Incar Modal, Krakatau Steel Akan Lepas 4,9 Miliar Saham

PT Krakatau Steel Tbk akan melaksanakan penawaran saham terbatas atau rights issue pada kuartal IV 2016.

Liputan6.com, Jakarta - PT Krakatau Steel (Persero) Tbk akan menambah modal dengan mekanisme Hak Memesan Efek Terlebih Dahulu (HMETD)/rights issue.

Mengutip keterbukaan informasi ke Bursa Efek Indonesia (BEI), Selasa (19/7/2016), perseroan akan melepas 4,99 miliar saham ke publik. Rencananya perseroan mengajukan pendaftaran rights issue kepada Otoritas Jasa Keuangan (OJK) usai penyelenggaraan Rapat Umum Pemegang Saham Luar Biasa (RUPSLB) pada 25 Agustus 2016.

"Rights issue akan dilaksanakan setelah mendapatkan persetujuan dari OJK. Rights issue akan dilaksanakan pada kuartal IV 2016," tulis manajemen PT Krakatau Steel Tbk dalam keterbukaan informasi ke BEI.

Perseroan akan menggunakan dana hasil rights issue untuk pemenuhan modal kerja proyek pembangunan hot strip mill#2 berkapasitas 1,5 juta ton. Selain itu juga modal untuk proyek pembangunan pembangkit listrik tenaga uap (PLTU) batu bara 1x150 MW.

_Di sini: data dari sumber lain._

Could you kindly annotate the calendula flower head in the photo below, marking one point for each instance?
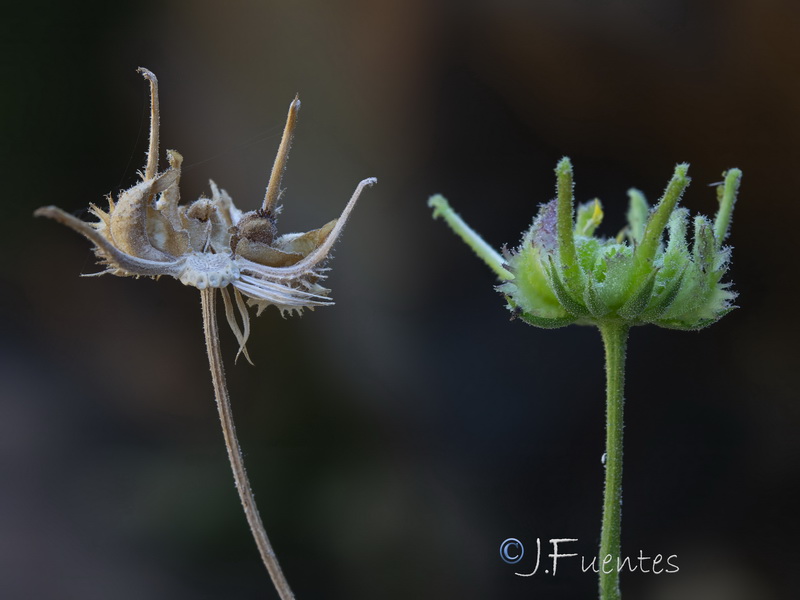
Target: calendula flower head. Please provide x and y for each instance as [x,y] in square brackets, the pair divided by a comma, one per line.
[562,273]
[210,242]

Sebelumnya Pemerintah menyetujui rencana penerbitan saham baru (rights issue) dari empat Badan Usaha Milik Negara (BUMN) dengan total potensi dana Rp 14,3 triliun. Rencana rights issue ini merupakan bagian dari program privatisasi Kementerian BUMN 2016 untuk memperkuat permodalan perusahaan pelat merah.

Empat BUMN itu antara lain PT Wijaya Karya Tbk (WIKA), PT Jasa Marga Tbk, PT Pembangunan Perumahan (PP), dan PT Krakatau Steel Tbk (KRAS).

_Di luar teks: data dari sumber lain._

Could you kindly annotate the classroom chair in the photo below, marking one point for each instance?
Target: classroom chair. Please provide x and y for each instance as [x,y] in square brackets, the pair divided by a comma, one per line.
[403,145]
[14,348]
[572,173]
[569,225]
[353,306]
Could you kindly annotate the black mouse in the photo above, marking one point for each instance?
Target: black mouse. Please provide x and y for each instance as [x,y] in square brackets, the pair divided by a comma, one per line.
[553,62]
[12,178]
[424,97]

Deputi Bidang Restrukturisasi dan Pengembangan Usaha Kementerian BUMN, Aloysius Kiik Ro pernah merinci, potensi pengumpulan dana Rp 14,3 triliun itu berasal dari Penyertaan Modal Negara (PMN) pemerintah sebesar Rp 9 triliun, dan sisanya Rp 5,3 triliun dari investor publik.

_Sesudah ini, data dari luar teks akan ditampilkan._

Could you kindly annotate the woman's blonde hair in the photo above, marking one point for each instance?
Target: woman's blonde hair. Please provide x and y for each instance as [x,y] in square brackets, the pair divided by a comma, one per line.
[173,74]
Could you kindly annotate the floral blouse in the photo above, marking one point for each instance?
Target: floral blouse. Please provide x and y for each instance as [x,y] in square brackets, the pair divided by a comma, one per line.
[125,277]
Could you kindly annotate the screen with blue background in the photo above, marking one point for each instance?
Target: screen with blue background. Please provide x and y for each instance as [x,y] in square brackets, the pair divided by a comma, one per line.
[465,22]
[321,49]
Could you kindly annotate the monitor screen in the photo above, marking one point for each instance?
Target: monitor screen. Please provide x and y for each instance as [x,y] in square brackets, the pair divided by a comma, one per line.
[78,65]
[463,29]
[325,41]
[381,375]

Dalam Anggaran Pendapatan dan Belanja Negara Perubahan (APBN-P) 2016, WIKA mendapat suntikan modal tunai sebesar Rp 4 triliun, Krakatau Steel tunai Rp 1,5 triliun, PP tunai sebesar Rp 2,25 triliun, dan Jasa Marga mengantongi PMN tunai Rp 1,25 triliun. Total Rp 9 triliun.